Our study also explores the use of TTE to identify LCOS in critically ill pediatric patients. Previous studies supporting TTE as a mean of monitoring CO mainly examine adult populations. 23 The selected few studies that examine pediatric populations are primarily single-center analyses or involve specific subgroups, such as patients undergoing cardiac surgery. 23 In our cohort, we found that the identification of low CO state did not correlate in the 41 patients who had both EC and TTE measurements available. The lack of correlation between TTE and EC in the identification of low CO state supports current literature which is inconclusive for correlation between the two techniques for determination of CO. 9 17 18 19 20 23 25 26 27 28 29 Future studies, ideally prospective, are necessary to examine whether EC or TTE is better suited to identify LCOS.

There is a growing interest in using noninvasive, objective tools, such as EC, to provide a more objective and more frequent assessment of CO. Prior studies have demonstrated the validity and reliability of EC, and our study offers evidence that EC provides clinical utility for patients in the PICU with respiratory failure and/or shock. Further studies are needed to better understand the role of EC in the PICU. The predictive nature of CO measurements on patient outcomes for pediatric populations that our study demonstrated needs to be validated. Additionally, prospective studies are needed examining whether therapeutic interventions, such as inotrope usage, guided by CO values obtained by EC can impact patient outcomes.

Limitations

Our study had several limitations. It was a retrospective chart review of a single-center population, thus limiting its application to other populations.
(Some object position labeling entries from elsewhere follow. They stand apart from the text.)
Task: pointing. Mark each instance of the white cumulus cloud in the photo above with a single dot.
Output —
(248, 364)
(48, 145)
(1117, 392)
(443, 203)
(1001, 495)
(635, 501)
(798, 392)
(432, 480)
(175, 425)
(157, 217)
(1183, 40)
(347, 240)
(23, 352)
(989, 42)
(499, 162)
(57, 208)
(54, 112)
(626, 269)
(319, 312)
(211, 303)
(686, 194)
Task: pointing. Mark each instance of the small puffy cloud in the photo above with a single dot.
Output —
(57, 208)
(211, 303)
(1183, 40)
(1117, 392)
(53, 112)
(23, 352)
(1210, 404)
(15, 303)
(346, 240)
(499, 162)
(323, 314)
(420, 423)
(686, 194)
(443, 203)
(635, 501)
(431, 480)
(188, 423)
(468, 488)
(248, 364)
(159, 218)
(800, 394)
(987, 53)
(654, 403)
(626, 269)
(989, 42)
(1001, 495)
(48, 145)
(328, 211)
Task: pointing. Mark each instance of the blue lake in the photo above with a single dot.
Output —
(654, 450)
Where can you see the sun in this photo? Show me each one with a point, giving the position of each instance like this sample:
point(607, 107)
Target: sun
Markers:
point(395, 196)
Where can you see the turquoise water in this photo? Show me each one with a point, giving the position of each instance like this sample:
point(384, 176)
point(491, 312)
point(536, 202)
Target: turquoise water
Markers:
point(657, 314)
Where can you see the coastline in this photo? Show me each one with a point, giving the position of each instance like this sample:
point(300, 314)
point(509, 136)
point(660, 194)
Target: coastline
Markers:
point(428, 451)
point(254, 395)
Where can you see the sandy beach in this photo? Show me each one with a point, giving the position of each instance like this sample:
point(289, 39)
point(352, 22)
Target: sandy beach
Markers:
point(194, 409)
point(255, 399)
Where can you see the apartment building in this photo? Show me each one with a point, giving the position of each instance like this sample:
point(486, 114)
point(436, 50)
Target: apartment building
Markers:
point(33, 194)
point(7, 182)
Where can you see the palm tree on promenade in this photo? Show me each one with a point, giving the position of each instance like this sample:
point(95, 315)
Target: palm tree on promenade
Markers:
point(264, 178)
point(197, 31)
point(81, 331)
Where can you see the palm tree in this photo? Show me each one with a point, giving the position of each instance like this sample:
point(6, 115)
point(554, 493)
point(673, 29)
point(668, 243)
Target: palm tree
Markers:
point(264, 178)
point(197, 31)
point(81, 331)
Second, we did not use correlation coefficient or Bland–Altman analysis for the comparison of CO as measured by ICON and TTE. CO measurement by EC can be affected by variety of factors, such as pleural effusions, pulmonary edema, arrhythmias, electrical interference, internal or external pacemakers, or movement, but as per the manufacturer ensuring a signal strength of 100% before downloading the data helps eliminate these disturbing factors. In our study, we confirmed 100% signal strength before capturing the hemodynamic data and, therefore, we believe that our CO data using EC are accurate. Also, 30% of our cohort did not have corresponding echocardiographs.

With advances in technology, there is increasing use of noninvasive respiratory support such as high-flow nasal cannula (HFNC) and noninvasive ventilator (NIV). More and more critically ill children with respiratory failure and/or shock are being supported with noninvasive modalities. In our cohort, 21 of 56 children were supported on HFNC or NIV and therefore, the median (IQR) ventilator days were 0 (0, 4.5). Though ventilator days are a standard outcome measure used in critical care literature, in this cohort, a more appropriate measure may instead have been ventilator free days. Mortality could affect ventilator days and therefore ventilator-free days might be a better outcome measure in critically ill children. Since ventilator days are a standard outcome used in critically ill children and since there were only 2 of 61 (3%) patients who died in our study, we believe that mortality did not affect the ventilator days.

Conclusion

In our cohort of critically ill children with respiratory failure and/or shock, nadir and median CO as measured by EC showed an association with morbidity. Low CO as measured by EC was inversely correlated with inotrope score. There was no significant relationship between low CO as measured by ICON and corresponding findings of low cardiac function on echocardiography.

Funding Statement

Funding None.

Conflict of Interest None declared.

Contribution to the Field

Cardiac output (CO) measurement is an important element of hemodynamic assessment in critically ill children, with existing methods being difficult and/or inaccurate. Electrical cardiometry (EC) has the capability of measuring CO noninvasively. We believe that our study is the first study in the literature to demonstrate a relationship between CO measured with EC and outcomes.